I need a solution that allows me to create compressed data files (gzip, zip. tar etc. - any format could work) and then freely append data to them without having to load the whole file in memory and re-compress it (seeking while decompressing would be awesome as well). Anyone has a suggestion on .NET?
Have you seen GZipStream class? You can use it as any other stream.
Maybe I have some suggestions for you.
First of all, why you seek programmatic solution implemented on your own?
You can simply split large log file into chunks, i.e. on per-hour or even per-minute basis and gather them in separate dictionary on per-day basis (in order to not clutter FS with huge number of files in one directory), so instead having considerable large file you have to process and seek, you'll have many small files, which can be fast accessed by file name combined on simple rules. Having large file is a bad idea (until you'll have some kind of index) since you have to seek thru it to find suitable information (e.g. by operation datetime) and seek operation will be considerably longer.
Situation becomes even worse when compression comes to play since you'll have to decompress data to seek thru it or build some kind of index. There are no need to do it yourself, you can enable folder compression in OS and get all compression benefits transparently without any coding.
So, I would suggest don't reinvent wheel (except you really need that, see below):
- Split log data on regular basis, e.g. per-hour to reduce compression performance hit
- Enable OS folder compression
Thats all, you'll reduce your storage space.

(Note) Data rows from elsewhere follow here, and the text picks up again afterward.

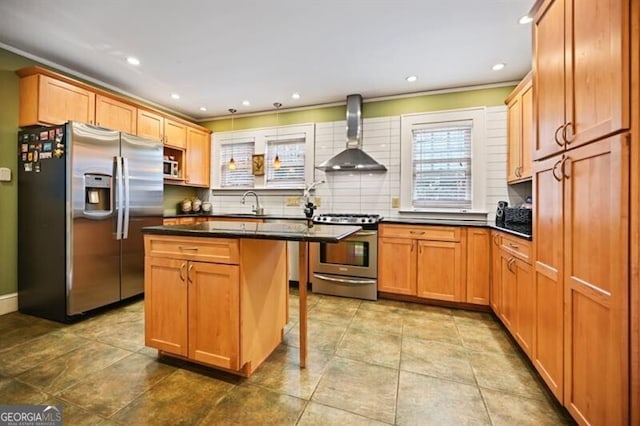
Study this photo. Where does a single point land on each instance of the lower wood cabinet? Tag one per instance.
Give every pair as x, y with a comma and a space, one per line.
397, 265
192, 310
478, 266
433, 262
441, 270
513, 291
216, 301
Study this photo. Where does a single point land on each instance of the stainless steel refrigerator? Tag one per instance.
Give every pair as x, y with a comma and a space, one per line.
84, 193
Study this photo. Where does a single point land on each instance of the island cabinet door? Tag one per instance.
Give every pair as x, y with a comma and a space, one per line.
214, 314
165, 304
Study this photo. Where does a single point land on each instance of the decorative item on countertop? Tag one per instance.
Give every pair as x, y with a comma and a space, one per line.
309, 207
500, 212
185, 206
196, 204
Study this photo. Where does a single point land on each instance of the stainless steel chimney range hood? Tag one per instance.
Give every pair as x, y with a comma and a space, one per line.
353, 159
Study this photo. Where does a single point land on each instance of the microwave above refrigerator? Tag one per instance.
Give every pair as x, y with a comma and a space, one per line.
170, 169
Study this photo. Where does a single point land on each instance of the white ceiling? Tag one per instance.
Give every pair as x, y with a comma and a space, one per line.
218, 53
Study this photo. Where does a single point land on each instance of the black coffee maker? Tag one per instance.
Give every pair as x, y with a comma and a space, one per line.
500, 215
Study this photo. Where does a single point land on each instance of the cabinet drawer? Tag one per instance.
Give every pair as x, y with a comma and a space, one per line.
433, 233
516, 246
215, 250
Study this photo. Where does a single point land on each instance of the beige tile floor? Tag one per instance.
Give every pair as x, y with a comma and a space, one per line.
370, 363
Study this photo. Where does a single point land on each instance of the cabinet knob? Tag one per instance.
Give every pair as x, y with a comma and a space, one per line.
567, 136
556, 136
553, 170
182, 278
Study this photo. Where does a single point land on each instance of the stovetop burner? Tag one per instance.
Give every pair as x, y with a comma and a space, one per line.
347, 218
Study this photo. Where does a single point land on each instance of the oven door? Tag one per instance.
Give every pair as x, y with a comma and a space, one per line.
355, 256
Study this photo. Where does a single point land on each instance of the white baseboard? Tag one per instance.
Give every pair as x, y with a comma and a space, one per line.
8, 303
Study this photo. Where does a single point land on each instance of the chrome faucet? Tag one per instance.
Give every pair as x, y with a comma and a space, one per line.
257, 209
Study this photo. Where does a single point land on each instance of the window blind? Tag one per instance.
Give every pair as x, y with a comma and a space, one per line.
291, 152
442, 166
241, 153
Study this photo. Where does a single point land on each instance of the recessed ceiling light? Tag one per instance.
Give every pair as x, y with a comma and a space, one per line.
526, 19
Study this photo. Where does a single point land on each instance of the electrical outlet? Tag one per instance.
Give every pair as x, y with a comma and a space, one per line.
293, 201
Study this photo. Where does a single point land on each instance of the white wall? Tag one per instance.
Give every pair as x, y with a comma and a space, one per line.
346, 192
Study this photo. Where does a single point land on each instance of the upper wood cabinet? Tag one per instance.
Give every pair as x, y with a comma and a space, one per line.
198, 157
520, 131
45, 101
595, 181
150, 125
548, 252
175, 133
116, 115
581, 72
48, 98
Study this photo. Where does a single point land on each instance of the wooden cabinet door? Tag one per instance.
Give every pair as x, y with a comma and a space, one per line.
116, 115
508, 296
496, 273
548, 257
214, 314
165, 305
397, 265
596, 282
441, 270
198, 157
525, 306
60, 102
549, 78
597, 67
478, 265
514, 138
150, 125
526, 142
175, 133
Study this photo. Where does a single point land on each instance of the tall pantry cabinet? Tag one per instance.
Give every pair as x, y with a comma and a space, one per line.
581, 182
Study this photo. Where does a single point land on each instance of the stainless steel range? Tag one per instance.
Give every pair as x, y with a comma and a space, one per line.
348, 268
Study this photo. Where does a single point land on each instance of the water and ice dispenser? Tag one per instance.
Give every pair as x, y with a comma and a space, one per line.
98, 193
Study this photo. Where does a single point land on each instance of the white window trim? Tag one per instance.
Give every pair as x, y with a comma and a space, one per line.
478, 156
261, 135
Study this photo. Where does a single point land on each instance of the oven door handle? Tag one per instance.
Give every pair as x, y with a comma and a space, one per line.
342, 280
364, 234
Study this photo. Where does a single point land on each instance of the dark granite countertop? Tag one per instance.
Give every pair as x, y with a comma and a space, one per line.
268, 231
522, 231
239, 215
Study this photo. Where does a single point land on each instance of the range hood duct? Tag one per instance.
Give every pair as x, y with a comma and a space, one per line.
353, 159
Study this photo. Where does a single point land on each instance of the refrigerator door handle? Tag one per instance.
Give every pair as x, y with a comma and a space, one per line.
125, 168
119, 198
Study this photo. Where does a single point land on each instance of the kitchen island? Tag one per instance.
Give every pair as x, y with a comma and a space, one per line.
216, 292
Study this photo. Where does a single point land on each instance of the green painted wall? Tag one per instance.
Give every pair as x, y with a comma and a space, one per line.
386, 108
9, 84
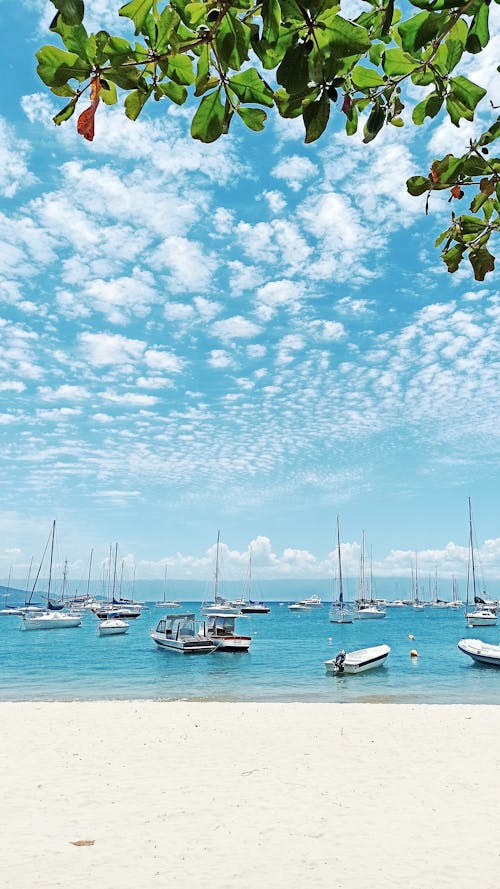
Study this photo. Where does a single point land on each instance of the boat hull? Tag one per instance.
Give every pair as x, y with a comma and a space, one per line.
481, 652
358, 661
232, 643
370, 615
53, 621
113, 628
194, 645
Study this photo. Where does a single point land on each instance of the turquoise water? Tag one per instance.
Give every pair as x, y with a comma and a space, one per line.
285, 661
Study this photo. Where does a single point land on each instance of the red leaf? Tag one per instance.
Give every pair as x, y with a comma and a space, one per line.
85, 123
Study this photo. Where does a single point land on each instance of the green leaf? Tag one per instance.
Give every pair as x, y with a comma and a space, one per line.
466, 92
179, 68
253, 118
418, 31
135, 101
418, 185
457, 110
482, 262
374, 124
398, 63
195, 13
232, 41
366, 78
208, 122
65, 113
470, 225
108, 93
351, 124
71, 11
271, 18
454, 256
293, 72
316, 116
249, 86
138, 11
479, 34
174, 91
56, 67
428, 107
341, 38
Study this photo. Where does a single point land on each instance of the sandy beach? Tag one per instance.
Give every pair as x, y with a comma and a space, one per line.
250, 795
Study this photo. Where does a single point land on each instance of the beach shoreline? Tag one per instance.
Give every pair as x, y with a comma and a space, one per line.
255, 794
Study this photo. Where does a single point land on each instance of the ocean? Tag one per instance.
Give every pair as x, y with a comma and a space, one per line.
285, 661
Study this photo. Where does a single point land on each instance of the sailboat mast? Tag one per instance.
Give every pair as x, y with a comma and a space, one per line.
114, 572
90, 569
471, 551
416, 578
341, 589
51, 559
216, 582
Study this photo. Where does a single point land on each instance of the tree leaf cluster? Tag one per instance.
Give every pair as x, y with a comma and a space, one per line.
306, 60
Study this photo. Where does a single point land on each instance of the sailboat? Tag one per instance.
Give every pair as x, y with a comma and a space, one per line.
417, 604
164, 603
481, 615
338, 613
218, 604
248, 605
367, 608
53, 618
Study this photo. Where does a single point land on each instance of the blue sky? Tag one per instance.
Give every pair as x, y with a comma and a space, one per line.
255, 335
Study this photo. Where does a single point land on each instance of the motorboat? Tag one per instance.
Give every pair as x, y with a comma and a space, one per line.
122, 609
481, 617
177, 632
113, 625
221, 630
358, 661
50, 620
312, 602
481, 652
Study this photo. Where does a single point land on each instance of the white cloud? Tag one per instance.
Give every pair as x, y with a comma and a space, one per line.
236, 327
101, 349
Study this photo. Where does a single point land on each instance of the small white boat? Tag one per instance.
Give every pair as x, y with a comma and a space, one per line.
50, 620
481, 652
177, 632
312, 602
368, 611
113, 625
481, 617
358, 661
221, 630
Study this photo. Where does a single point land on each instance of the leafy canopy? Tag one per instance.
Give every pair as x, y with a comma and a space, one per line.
320, 62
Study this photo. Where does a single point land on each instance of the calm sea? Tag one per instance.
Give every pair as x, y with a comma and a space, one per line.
285, 661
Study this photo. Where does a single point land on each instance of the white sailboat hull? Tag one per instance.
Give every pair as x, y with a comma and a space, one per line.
481, 619
481, 652
370, 614
50, 621
113, 627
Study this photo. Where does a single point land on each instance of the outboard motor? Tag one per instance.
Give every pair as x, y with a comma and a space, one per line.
339, 662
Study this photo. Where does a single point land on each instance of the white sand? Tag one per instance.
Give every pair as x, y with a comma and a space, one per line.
249, 795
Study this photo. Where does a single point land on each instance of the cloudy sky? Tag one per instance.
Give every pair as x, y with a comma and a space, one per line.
255, 335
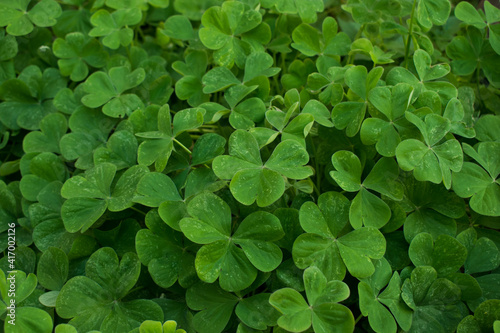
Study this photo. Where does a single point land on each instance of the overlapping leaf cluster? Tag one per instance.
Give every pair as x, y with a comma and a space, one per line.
250, 165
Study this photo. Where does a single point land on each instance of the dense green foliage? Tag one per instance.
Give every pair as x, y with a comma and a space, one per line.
250, 166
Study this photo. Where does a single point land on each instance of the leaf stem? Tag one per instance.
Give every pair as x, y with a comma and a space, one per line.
183, 147
317, 186
350, 59
137, 210
410, 32
478, 70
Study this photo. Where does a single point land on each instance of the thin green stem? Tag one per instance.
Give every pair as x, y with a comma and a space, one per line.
182, 146
410, 32
316, 166
350, 60
137, 210
478, 71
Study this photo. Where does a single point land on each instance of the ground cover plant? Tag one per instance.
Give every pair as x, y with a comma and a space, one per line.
249, 166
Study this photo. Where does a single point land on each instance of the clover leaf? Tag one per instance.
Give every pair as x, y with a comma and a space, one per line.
236, 267
90, 196
94, 301
383, 130
190, 86
43, 169
350, 115
251, 180
328, 45
373, 301
431, 12
8, 46
168, 256
171, 207
329, 85
472, 52
121, 150
49, 231
433, 160
425, 72
89, 129
19, 21
221, 25
26, 316
76, 52
371, 11
158, 145
445, 254
216, 307
366, 208
328, 248
468, 14
480, 183
107, 89
52, 129
435, 301
52, 271
322, 310
28, 99
431, 209
179, 27
305, 9
476, 249
170, 326
114, 27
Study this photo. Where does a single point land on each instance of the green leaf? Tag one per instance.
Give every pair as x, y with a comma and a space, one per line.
107, 280
155, 188
465, 12
445, 254
114, 27
472, 181
179, 27
257, 312
431, 12
259, 64
250, 181
170, 264
430, 163
76, 52
53, 269
214, 304
221, 24
348, 174
296, 313
425, 71
207, 226
482, 253
218, 79
52, 127
30, 318
324, 314
19, 21
255, 235
106, 89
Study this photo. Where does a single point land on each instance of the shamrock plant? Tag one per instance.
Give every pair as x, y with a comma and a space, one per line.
186, 166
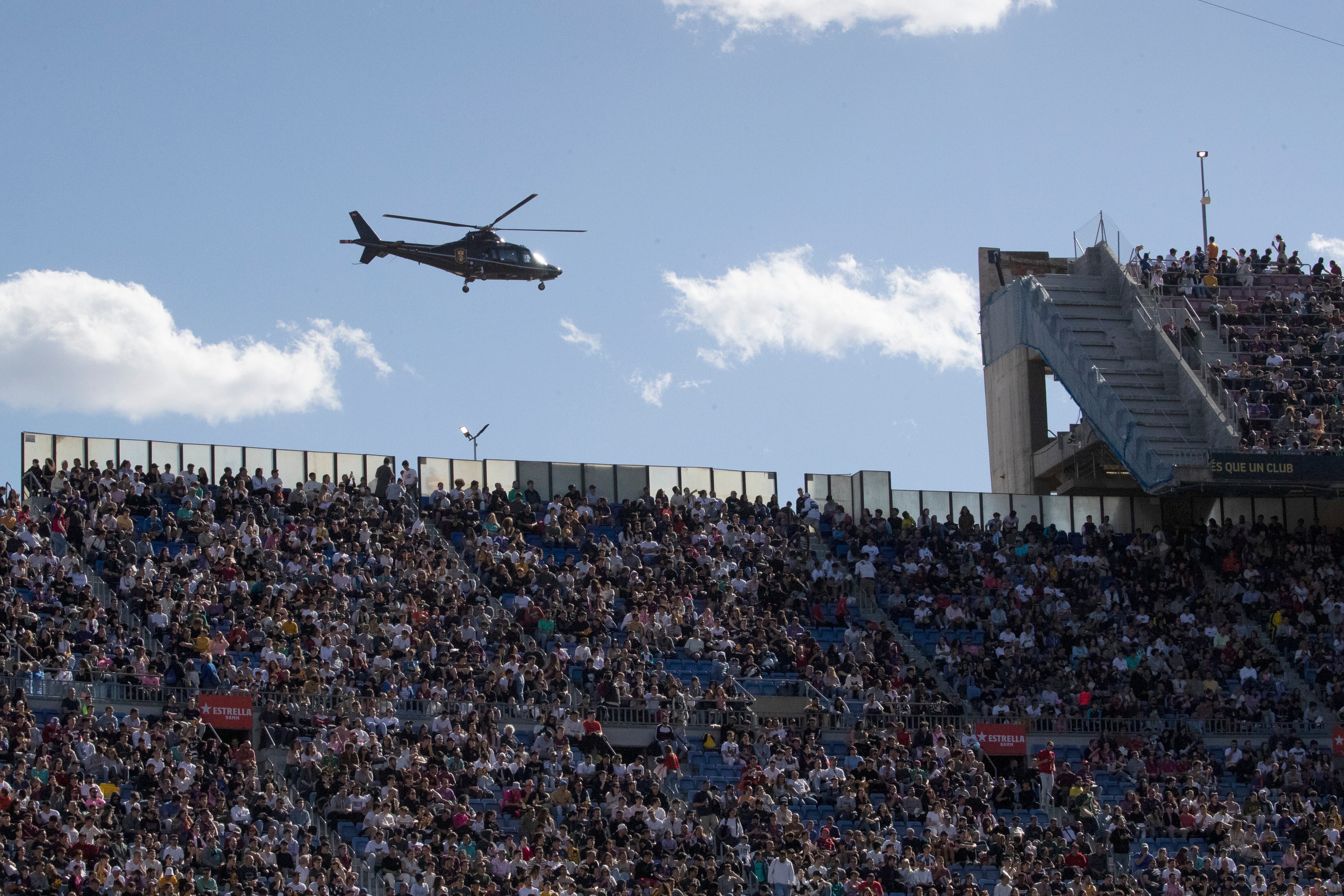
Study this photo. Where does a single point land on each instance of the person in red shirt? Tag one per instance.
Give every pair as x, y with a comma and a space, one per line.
1046, 766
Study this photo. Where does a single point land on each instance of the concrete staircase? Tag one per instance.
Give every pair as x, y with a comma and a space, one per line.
870, 612
1125, 359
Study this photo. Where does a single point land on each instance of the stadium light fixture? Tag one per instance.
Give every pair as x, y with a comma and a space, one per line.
1203, 194
467, 434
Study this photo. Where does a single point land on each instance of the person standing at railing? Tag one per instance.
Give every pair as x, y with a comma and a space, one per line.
1046, 769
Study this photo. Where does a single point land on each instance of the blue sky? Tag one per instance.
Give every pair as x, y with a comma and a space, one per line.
210, 154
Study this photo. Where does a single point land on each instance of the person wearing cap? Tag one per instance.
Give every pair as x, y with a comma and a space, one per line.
781, 875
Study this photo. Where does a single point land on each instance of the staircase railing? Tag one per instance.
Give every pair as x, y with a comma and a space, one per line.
1022, 313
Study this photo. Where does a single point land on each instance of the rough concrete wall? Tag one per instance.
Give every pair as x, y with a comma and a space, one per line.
1015, 385
1015, 413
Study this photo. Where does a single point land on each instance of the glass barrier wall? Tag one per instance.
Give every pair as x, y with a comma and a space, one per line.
757, 484
539, 475
665, 479
970, 500
202, 459
697, 479
135, 452
500, 473
726, 483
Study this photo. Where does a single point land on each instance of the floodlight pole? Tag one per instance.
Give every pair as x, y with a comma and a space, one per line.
468, 434
1203, 194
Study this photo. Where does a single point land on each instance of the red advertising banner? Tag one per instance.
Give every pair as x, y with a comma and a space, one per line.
226, 711
1002, 741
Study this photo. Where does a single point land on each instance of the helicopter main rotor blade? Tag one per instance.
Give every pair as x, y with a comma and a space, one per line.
431, 221
513, 210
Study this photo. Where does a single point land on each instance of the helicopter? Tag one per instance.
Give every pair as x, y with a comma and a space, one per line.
482, 254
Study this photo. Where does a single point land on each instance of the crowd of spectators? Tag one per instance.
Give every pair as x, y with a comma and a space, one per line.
437, 673
1281, 322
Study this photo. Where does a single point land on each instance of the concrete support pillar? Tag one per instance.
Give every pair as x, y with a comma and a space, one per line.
1015, 412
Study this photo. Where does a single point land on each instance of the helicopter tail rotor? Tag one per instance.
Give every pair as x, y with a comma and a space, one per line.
362, 226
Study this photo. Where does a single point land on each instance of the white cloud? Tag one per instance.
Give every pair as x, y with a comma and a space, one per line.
1327, 246
780, 303
592, 343
713, 357
918, 18
76, 343
651, 390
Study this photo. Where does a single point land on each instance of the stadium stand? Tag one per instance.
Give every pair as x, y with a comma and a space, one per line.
468, 690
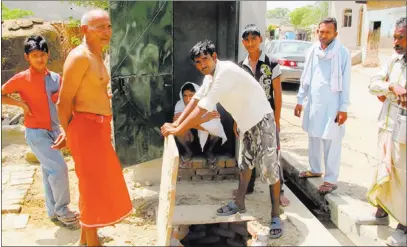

To roll on your own (in case of you really want it). You can do the same, split data into chunks, compress each and save in your kind of storage. To implement something similar I would think about following:
- keep one file with raw (uncompressed) data, where you'll log new info;
- keep and update index file, e.g. with stored date ranges per chunk to quickly find file position in compressed data by date;
- keep file for compressed data storage, each chunk in it contains its size and compressed (e.g. with GZipStream) data;
So you'll write info to uncompressed part until some condition, then compress it and tail-add to compressed part, updating index file. Keeping index file as separate allows fast update without rewriting huge compressed part.
Also I would suggest to think why you have so large log files. Probably you can optimize your storage format. E.g. if your logs is text files you can switch to binary format for example building dictionary from original strings and storing just message identifiers instead of full data, i.e.:
updating region 1;
updating region 2;
compressing data;
store as:
x1 1
x1 2
x2
Strings above just example, you can "decompress" them in runtime as needed by remap data back. You can save pretty much space by switching to binary and maybe enough to forget about compression.
I have no ready implementation or algorithm. Maybe others can suggest better, but hope my thoughts will be somewhat helpful.
The reason you basically can't do this the way it's described is that all modern compression algorithms are based on dictionaries that are maintained (added to, removed from) as the compressor moves over the input, and again when it generates the output.
In order to append to a compressed stream (resume compression), you would need the dictionary in the state it had when compression was suspended. Compression algorithms don't persist the dictionary because it would be a waste of space - it's not needed for decompression; it gets built again from the compressed input during the decompression stage.
I would probably split the output in chunks that are compressed separately.